Sequencing by avidity enables high accuracy with low reagent consumption

Solution measurements of nucleotide incorporation

Solution measurements of nucleotide kinetics were performed using commercially available dATP-Cy5 (Jena Bioscience, catalog no. NU-1611-CY5-S). DNA substrates for solution kinetic assays were prepared by annealing a 5′FAM-labeled primer oligo (purchased from IDT) and high-performance liquid chromatography-purified (5′-CGAGCCGTCCAACCTACTCA-3′) with a template oligo (5′-ACGACCATGTTGAGTAGGTTGGACGGCTCG-3′). Annealing was performed with 10% excess template oligo in the annealing buffer using a PCR machine to heat oligos to 95 °C, followed by slow cooling to room temperature over 60 min.

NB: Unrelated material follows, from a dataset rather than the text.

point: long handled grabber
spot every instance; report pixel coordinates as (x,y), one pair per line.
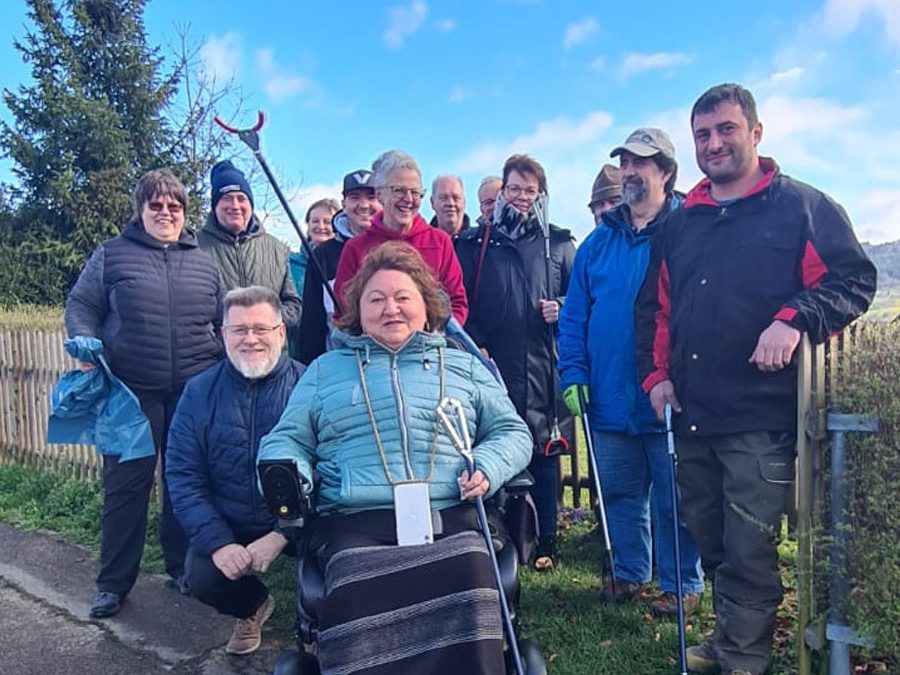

Solution kinetics were performed by mixing a preformed enzyme–DNA complex with fluorescent nucleotide and MgSO4 using a RQF3 Rapid Quench Flow (KinTek Corp.). The enzyme used was an engineered variant of Candidatus altiarchaeales archaeon. The final reaction was conducted in 25 mM Tris pH 8.5, 40 mM NaCl and 10 mM ammonium chloride at 37 °C. Extension products were separated from unextended primer oligos by capillary electrophoresis using a 3500 Series Genetic Analyzer (ThermoFisher) to achieve single-base resolution. Products were quantified and fit to a single exponential equation. The observed rates as a function of nucleotide concentration were then fit to a hyperbolic equation to derive apparent Kd (Kd,app) and rate of polymerization (kpol).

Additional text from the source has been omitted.